Por: Dom André Vital Félix da Silva, SCJ
Texto também disponível em: dehonianosbre.org
“Alguns se perguntam se esta festa não é uma duplicata, pois temos uma referência clara da Transfiguração no 2º Domingo da Quaresma. A essa dúvida, a resposta é negativa, porque no tempo quaresmal não temos uma festa propriamente dita da Transfiguração. De fato, o texto evangélico é proclamado no contexto do caminho quaresmal de purificação e iluminação dos catecúmenos e de toda a comunidade cristã em direção à celebração pascal” (Cristo festa da Igreja, pág. 435).

Portanto, a celebração da Festa da Transfiguração do Senhor nos convida à contemplação do mistério da Cruz vitoriosa. Tabor e Calvário são inseparáveis, pois neles se dá uma única revelação: Deus nos fala no seu Filho, e Nele nós falamos com Deus. Ao transfigurar-se diante de três dos seus discípulos: Pedro, Tiago e João, Jesus não institui um pequeno grupo de privilegiados, uma elite iluminada, mas faz deles testemunhas concretas, inconfundíveis, que desempenharão na comunidade primitiva um papel fundamental para o anúncio de que o crucificado não é um derrotado, que a luz do Tabor atingiu o seu brilho mais intenso na cruz do Gólgota.
O episódio da Transfiguração condensa todo o mistério pascal, pois assim como no Antigo Testamento a celebração da Páscoa antecipava o evento do êxodo, isto é, antes mesmo de saírem do Egito já celebravam no rito a libertação, a Transfiguração do Senhor preanunciou o fulgor da sua ressurreição, antes mesmo que isto acontecesse. Por conseguinte, a glória do Tabor não tem sentido se não se sobe o calvário da dor; pois a luz resplandecente do monte da glória provém Daquele que morreu e ressuscitou, e não de quem se refugiou sob a comodidade de uma tenda, cuja sombra impede a penetração da luz.
A luz do Tabor iluminou o caminho da dor, caso contrário não seria possível enxergá-lo, o que resultaria consequentemente em abandoná-lo. A luz do Tabor iluminou a mente dos discípulos para poderem compreender que a Palavra de Deus não é simplesmente um conjunto de letras gravadas em pedras, mas Palavra viva, pois é uma pessoa e não apenas um livro; é o próprio Filho amado, o Verbo eterno a quem se deve escutar.
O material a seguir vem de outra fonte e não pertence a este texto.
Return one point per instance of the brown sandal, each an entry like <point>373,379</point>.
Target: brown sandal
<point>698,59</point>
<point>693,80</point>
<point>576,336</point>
Se Moisés precisava da tenda da reunião para falar de Deus ao povo e do povo a Deus, agora com a luz do Tabor não há mais necessidade de tendas para ouvir a voz de Deus: é Jesus que, ao armar sua tenda entre nós e em nós, expressou a mais convincente e persuasiva palavra do Pai; isto é, que Ele nos ama de tal modo a ponto de não poupar nem mesmo o Filho, a fim de que o mundo tenha vida plena. Moisés e Elias, o testemunho da Lei e dos Profetas, não conversam diretamente com os discípulos, mas com Jesus. Isto significa que é Jesus o autêntico intérprete das Escrituras, pois é Nele que elas se cumprem. Os três discípulos são as testemunhas do Novo Testamento que atestam a realização das promessas antigas, ou seja, que o próprio Deus iria falar diretamente com o seu povo, e não haveria mais necessidade de intermediários.
A experiência do Tabor é intraduzível, por isso, mais do que explicações do episódio, os evangelistas tentaram ajudar a Igreja a contemplar o mistério do Filho amado de Deus na sua totalidade, sem isolar os momentos de glória dos momentos de dor. Não há um Cristo glorioso que não seja o crucificado, nem há um crucificado que esteja privado da glória. Se atualmente há tanto resistência em contemplar o crucificado, inclusive nas nossas igrejas, certamente isso é fruto de uma visão esquizofrênica do Mistério. Contemplar o Cristo do Tabor exige escutar o que Ele diz: “Quem quiser me seguir, renuncie a si mesmo tome a sua cruz e me siga”. Portanto, é incoerente anunciar o Transfigurado do Tabor se não somos capazes de seguir o Traspassado do Calvário. Trocar a cruz pelas tendas é traí-lo, é abandonar o seu caminho, é certamente maravilhar-se com o fulgor do seu rosto resplandecente, mas é ironicamente tapar os ouvidos à sua palavra que nos convida a descer do monte para continuar o caminho. Só a luz da cruz pode vencer as sombras das tendas.